We will be building a Streamlit Web App to showcase a word cloud of Trending Google Keywords and Twitter Hashtags in 2020
The Link to the live app and screenshots of some of the word clouds are at the end of the article
Introduction
We will be getting our data from the following website
https://us.trend-calendar.com/trend/2020-01-01.html
The above website stores archives of the trending keywords and hashtags on each day. Beautiful Soup will be used to scrape this website to get the required data. We will be building the following features
- A 2020 word cloud
- The ability for the user to select a date and generate a word cloud for that date
- The ability for the user to change the image mask
Pre-Requisite
- Basic Familiarity with Web Scraping using Beautiful Soup
- Knowledge of Streamlit is not necessary for generating the word clouds but a basic understanding of Streamlit is required to build the web app
Install the Required Packages📦
We will need to install the following libraries
- Pandas
- Streamlit
- WordCloud
- Matplotlib
- BeautifulSoup
pip install pandas,streamlit,wordcloud,matplotlib,bs4
Acquiring the Data 📈
The website mentioned above follows the following format
https://us.trend-calendar.com/trend/{date}.html
The {date} has to replaced by the date we are interested in. It has to be in the YYYY-MM-DD format. For ease, we will scrape the data in intervals of 7 days,i.e [2020–01–01, 2020–01–08, 2020–01–15, 2020–01–22 …… ]
Generating the Dates
Pandas has a function date_range() which is like the range() function but for dates. The function takes the start date, end date, and frequency as parameters
def get_dates():
dates = pd.date_range('2020-01-01','2020-12-27',freq='7d')
dates = [d.strftime('%Y-%m-%d') for d in dates]
return dates
Defining Function to get data for given day
We will only store the top 10 keywords and hashtags.
If you inspect the HTML of the website, you will notice the following
- There are two ‘ol’ elements.
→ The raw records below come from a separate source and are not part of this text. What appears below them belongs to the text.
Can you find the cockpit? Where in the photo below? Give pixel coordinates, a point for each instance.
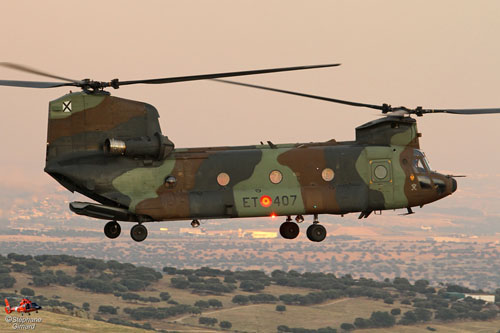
(426, 177)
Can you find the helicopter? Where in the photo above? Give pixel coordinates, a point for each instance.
(25, 306)
(112, 150)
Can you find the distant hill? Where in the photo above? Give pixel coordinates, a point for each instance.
(92, 295)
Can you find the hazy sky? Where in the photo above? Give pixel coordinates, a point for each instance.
(431, 53)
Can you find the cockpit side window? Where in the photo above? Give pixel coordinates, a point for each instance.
(419, 167)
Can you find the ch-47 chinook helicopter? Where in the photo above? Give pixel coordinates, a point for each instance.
(112, 150)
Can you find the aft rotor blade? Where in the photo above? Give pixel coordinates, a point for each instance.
(219, 75)
(322, 98)
(464, 111)
(35, 84)
(27, 69)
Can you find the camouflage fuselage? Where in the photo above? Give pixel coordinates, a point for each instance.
(382, 169)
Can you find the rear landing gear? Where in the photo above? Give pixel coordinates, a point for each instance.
(316, 232)
(288, 229)
(112, 229)
(138, 232)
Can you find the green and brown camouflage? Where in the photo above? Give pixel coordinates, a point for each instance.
(112, 150)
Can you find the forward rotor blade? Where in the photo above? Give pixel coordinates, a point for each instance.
(219, 75)
(26, 69)
(464, 111)
(334, 100)
(35, 84)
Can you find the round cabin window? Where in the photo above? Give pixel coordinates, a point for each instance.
(275, 177)
(327, 174)
(170, 181)
(380, 172)
(223, 179)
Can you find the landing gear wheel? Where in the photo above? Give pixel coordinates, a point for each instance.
(112, 229)
(289, 230)
(138, 232)
(316, 232)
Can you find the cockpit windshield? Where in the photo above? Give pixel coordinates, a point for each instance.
(420, 163)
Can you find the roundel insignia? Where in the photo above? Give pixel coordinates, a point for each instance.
(265, 201)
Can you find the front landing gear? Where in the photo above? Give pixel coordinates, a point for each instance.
(316, 232)
(138, 232)
(112, 229)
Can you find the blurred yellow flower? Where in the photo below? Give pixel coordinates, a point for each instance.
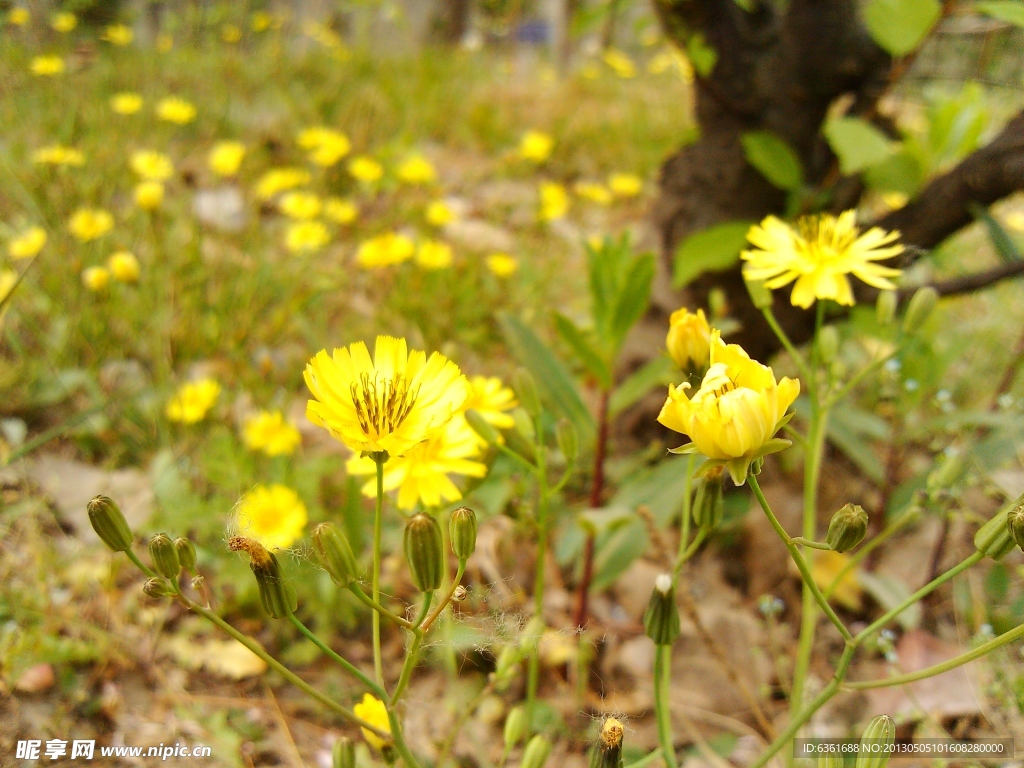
(47, 66)
(536, 146)
(27, 244)
(225, 157)
(272, 515)
(417, 170)
(174, 110)
(95, 278)
(268, 431)
(193, 400)
(433, 254)
(732, 418)
(366, 169)
(126, 103)
(152, 166)
(148, 195)
(300, 205)
(124, 266)
(554, 201)
(502, 265)
(392, 402)
(385, 250)
(89, 223)
(306, 237)
(374, 712)
(818, 253)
Both their class names are ‘ranking’
- The first element contains the Twitter Hashtags and the second element contains the Google Keywords
- Inside the ‘ol’ element, the keywords/hashtags are stored inside ‘li’ elements.
def get_keywords(date):
result = {}
url = f'https://us.trend-calendar.com/trend/{date}.html'
r = requests.get(url)
if r.status_code != 200:
print(f'Failed to get data from {url}')
soup = BeautifulSoup(r.text, "html.parser")
The requests library will be used to make a request to our website and the page returned will be used to initialize a beautiful soup object
Before storing the data we will do the following pre-processing
- Remove hashtag characters from the beginning of the Twitter hashtags
- Converting all the data to lower case
Word clouds can use weights to vary the font size of certain words. In our case, we will assign a weight of 10 to the first ranked keyword and decrement weight for keywords lower in the ranking. Therefore the 10th keyword will have a weight of 1 and the 5th keyword will have a weight of 5.
try:
twitter_trends = soup.find_all('ol' , 'ranking')[0].find_all('li')[0:10]
for idx,trend in enumerate(twitter_trends):
trend = trend.text.lstrip("#").lower()
result[trend] = result.get(trend, 0) + (10 - idx)
except Exception as e:
print(e)
print(f'Failed to get twitter Hashtags from {url}')
The above code gets the Twitter hashtags. If a keyword already exists, we add the current weight to the previous weight. This might be useful if a word is found in both the google and Twitter lists.
try:
google_trends = soup.find_all('ol' , 'ranking')[1].find_all('li')[0:10]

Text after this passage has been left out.